Yet another busy week and here is a round-up of some goings on at home and abroad that came across the desk of Staged Reaction in the past week.

  • Two major exhibitions and archive events are taking place in Limerick. Photographs taken by Franz Sebastian Haselbeck, which went on display at the Museum Hunt include pictures of Home Rule meetings, farmers’ demonstrations and meetings of volunteers leading up to the War of Independence.
    In another ceremony in Limerick yesterday, the diaries and photographs of Cecil Mercier, a former manager at Ranks Mills for over 40 years were presented to the Limerick City Archives. Limerick City Archivist, Jacqui Hayes, said it was an important addition to the city archives because Ranks Mills had such an impact on the economic and social development of Limerick.  Read more: http://tinyurl.com/3xme87j

 

  • Corn Exchange Theatre Company are receiving sell out performances for their production of Freefall. Nothing new there you might rightly say. Well, these performances are in Mexico! Corn Exchange are taking part in the celebration of 200 years since Mexico’s independence and have set up residence in the city of Guanajuato. Reports so far from Corn Exchange say they are the first Irish company to perform in Mexico for forty years. Here is a video promo for Freefall. http://tinyurl.com/2wc4qm7 http://www.cornexchange.ie/index.php

 

  • This Saturday 16th October at 4pm the artist Gerard Mannix Flynn will give a talk about his work and practice at Dialogue Art Space, 43A Vyner Street, London E2 9DQ. Flynn’s talk will focus on the politics and culture of the ‘performance of inclusion’, a cause which he has championed through his art, his theatre and his work as a councillor. Always engaging and always powerful, Flynn commands his audience’s attention. http://tinyurl.com/35f5qwj

 

  • The Abbey Theatre will tour to New York early next year when Frank McGuinness’s John Gabriel Borkman will be staged at the Brooklyn Academy of Music. 12 Jan – 6 Feb 2011. McGuinness’s version of the cautionary tale by Henrik Ibsen is proving a huge success as part of the Dublin Theatre Festival and is proving a huge point of interest for eager audiences at the Brooklyn Academy. http://tinyurl.com/2wyfvny

 

  • Next week is Research Week at NUI Galway. Numerous events are taking place to mark this new event to promote new digital research resources and research and archive collection held by the NUIG James Hardiman Library and Archives. ARAN and RIAN are programmes that allow access to research at NUI Galway and a single portal for national research containing resources from the seven Irish universities and DIT. A series of talks and seminars are planned to help you maximise your research across all disciplines.

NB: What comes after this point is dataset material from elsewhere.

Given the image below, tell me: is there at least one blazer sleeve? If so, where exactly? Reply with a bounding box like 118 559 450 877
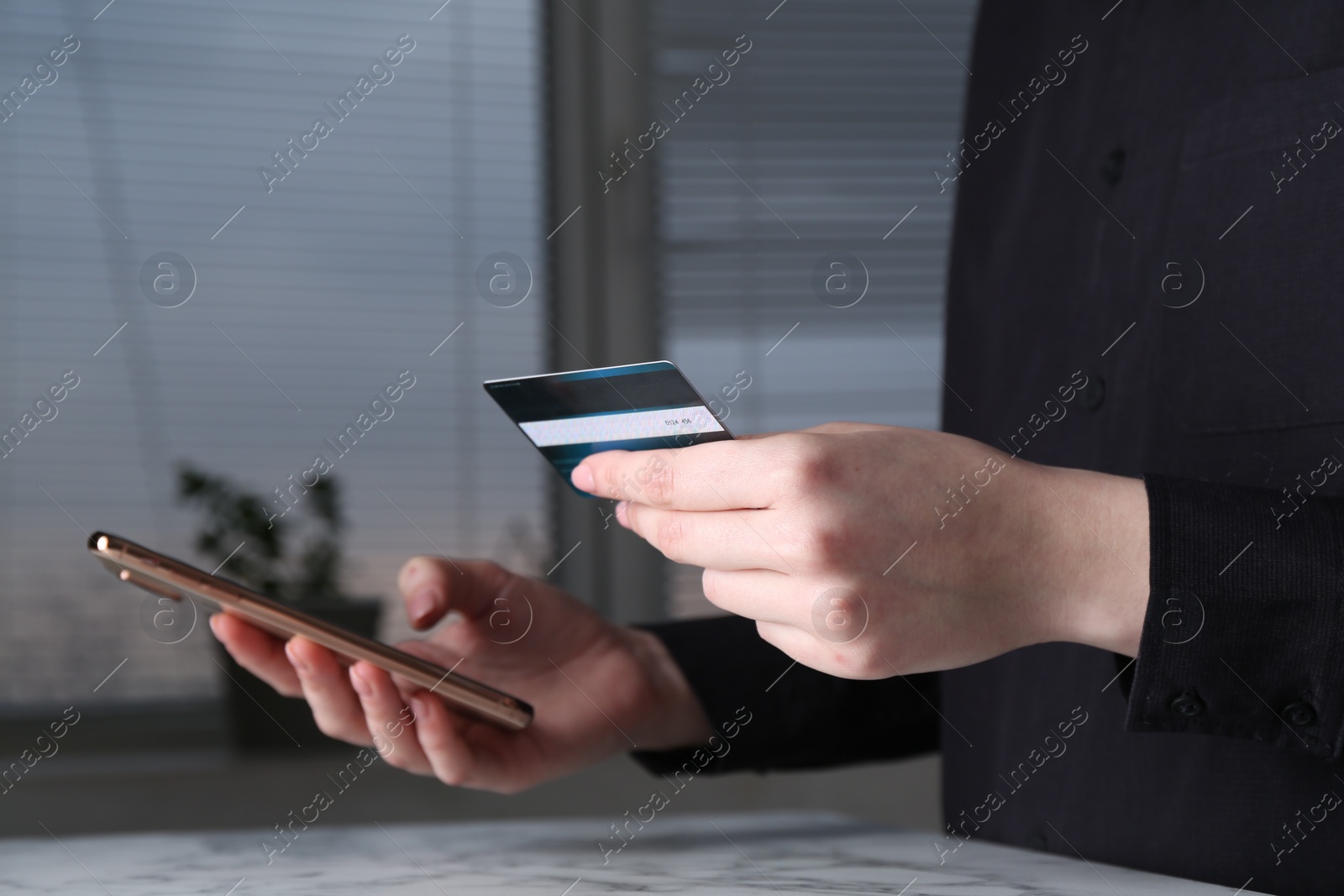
1125 475 1344 759
633 616 938 773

             http://www.library.nuigalway.ie/support/supportforresearchers/researchweek/

  • Irish Museum of modern Art (IMMA) will launch a new exhibition marking the contribution and works of Irish modernist artists and explore the development of modernity in Ireland through the visual arts in the period 1900 to 1975. Professor Luke Gibbons will hold a lecture to mark this event next Tuesday 19th October at IMMA, Peripheral Visions: Rethinking Irish Modernism, which explores the transformations of visual culture in relation to Irish modernism and the Revival. http://www.modernart.ie/en/page_212281.htm

 

  • A letter to The Irish Times this week highlighted the plight of the former residents of the Bethany Houses who suffered in these homes and suffered in their lives outside the homes. Exempt, like the Magdalene’s, from the 2002 Redress Board, a new resurgent call for all complete archives and records of these institutions and people be made available to scrutiny and research.

             http://www.irishtimes.com/newspaper/letters/2010/1014/1224281062031.html

  • Finally, a national broadcaster has recently used a song as a backing track on a programme advertisement. The 1970 track, The Revolution will not be Televised by Gill Scott Heron is an aptly timed use of a powerful call to a people to stand up and be heard. An anthem certainly for our time and certainly worth a listen.